Retriever = client.create_collection("knowledge-store")
# Add docs to the knowledge store
Retriever.add(
    documents = raw_text_list,
    ids=raw_text_ids
)

In [None]:
#query = "what does Data analysis involve?"
query = "what has nate silver said in the past?"

# retrieve top doc match
results = Retriever.query(
    query_texts= query,
    n_results=2
)
results['documents']

[['In 2012, technologists Thomas H. Davenport and DJ Patil declared "Data Scientist: The Sexiest Job of the 21st Century", a catchphrase that was picked up even by major-city newspapers like the New York Times and the Boston Globe.
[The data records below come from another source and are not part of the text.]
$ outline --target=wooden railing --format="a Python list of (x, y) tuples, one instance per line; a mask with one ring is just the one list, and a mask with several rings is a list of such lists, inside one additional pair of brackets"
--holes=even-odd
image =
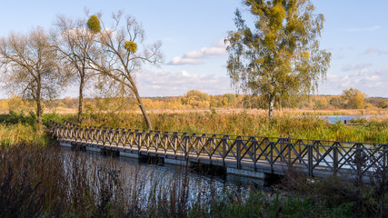
[(387, 144), (79, 127), (68, 121), (52, 121), (50, 130), (68, 144), (277, 174), (292, 168), (363, 176), (388, 165)]

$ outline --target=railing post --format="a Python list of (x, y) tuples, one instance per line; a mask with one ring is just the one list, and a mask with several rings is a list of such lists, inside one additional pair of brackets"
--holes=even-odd
[(312, 144), (307, 144), (307, 152), (308, 152), (308, 171), (309, 171), (309, 175), (313, 176), (313, 145)]
[(178, 148), (178, 133), (174, 133), (174, 159), (176, 159), (176, 152)]
[(236, 145), (237, 145), (237, 169), (241, 169), (241, 136), (237, 136)]
[(338, 170), (338, 144), (335, 144), (333, 147), (333, 157), (334, 158), (334, 160), (333, 160), (333, 173), (335, 173)]
[(223, 136), (223, 165), (225, 166), (225, 158), (226, 158), (226, 142), (228, 140), (228, 135)]
[(292, 162), (291, 162), (291, 143), (286, 144), (286, 146), (288, 147), (288, 165), (289, 167), (293, 166)]
[(274, 147), (275, 146), (274, 143), (268, 142), (270, 144), (270, 157), (271, 157), (271, 173), (274, 173)]
[(184, 160), (189, 160), (189, 154), (188, 154), (188, 135), (186, 133), (184, 133)]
A decade later, they reaffirmed it, stating that "the job is more in demand than ever with employers".',
  'Data science is "a concept to unify statistics, data analysis, informatics, and their related methods" to "understand and analyze actual phenomena" with data. It uses techniques and theories drawn from many fields within the context of mathematics, statistics, computer science, information science, and domain knowledge. However, data science is different from computer science and information science. Turing Award winner Jim Gray imagined data science as a "fourth paradigm" of science (empirical, theoretical, computational, and now data-driven) and asserted that "everything about science is changing because of the impact of information technology" and t

#### Eval Retrieval Precision, Recall, MRR

In [None]:
# load context-question train set which was created by doc2query
train_df = pd.read_csv(DatasetRoot + '/q_a_trainset.csv')

In [None]:
def evaluate_retrieval(retriever, eval_dataset, top_n=3):
    precision_at_k = []
    recall_at_k = []
    mrr = []

    for _, eval_data in eval_dataset.iterrows():

        # get query and raw paragraph ID from where question was generated.
        # This paragraph will be treated as ground truth doc
        raw_para_id = eval_data['raw_para_id']
        query = eval_data['question']

        # search most relevant docs
        retrieved_docs = Retriever.query(query_texts= query, n_results=top_n)
        doc_indices = [int(idx) for idx in retrieved_docs['ids'][0]]

        relevant_docs = set([raw_para_id])
        retrieved_docs = set(doc_indices)

        hits = relevant_docs & retrieved_docs
        '''
        if len(hits) > 0:

            print(f"raw para id: {raw_para_id} ...")
            print(f"fetch_id: {doc_indices} ...")
            print(f"question: {query} ...")
            print(f"\n")
        '''

        precision = len(hits) / len(retrieved_docs)
        recall = len(hits) / len(relevant_docs)

        precision_at_k.append(precision)
        recall_at_k.append(recall)

        reciprocal_rank = 0.0
        for rank, doc_index in enumerate(doc_indices, start=1):
            if doc_index in relevant_docs:
                reciprocal_rank = 1.0 / rank
                break
        mrr.append(reciprocal_rank)

    avg_precision = np.mean(precision_at_k)
    avg_recall = np.mean(recall_at_k)
    avg_mrr = np.mean(mrr)

    return avg_precision, avg_recall, avg_mrr



In [None]:
precision, recall, mrr = evaluate_retrieval(Retriever, train_df[['raw_para_id', 'question']], top_n=1)

print(f"Precision: {precision:.4f}, Recall: {recall:.4f}, MRR: {mrr:.4f}")

Precision: 0.4375, Recall: 0.4375, MRR: 0.4375


In [None]:
precision, recall, mrr = evaluate_retrieval(Retriever, train_df[['raw_para_id', 'question']], top_n=3)

print(f"Precision: {precision:.4f}, Recall: {recall:.4f}, MRR: {mrr:.4f}")

Precision: 0.2396, Recall: 0.7188, MRR: 0.5625


In [None]:
precision, recall, mrr = evaluate_retrieval(Retriever, train_df[['raw_para_id', 'question']], top_n=5)

print(f"Precision: {precision:.4f}, Recall: {recall:.4f}, MRR: {mrr:.4f}")

Precision: 0.1708, Recall: 0.8542, MRR: 0.5943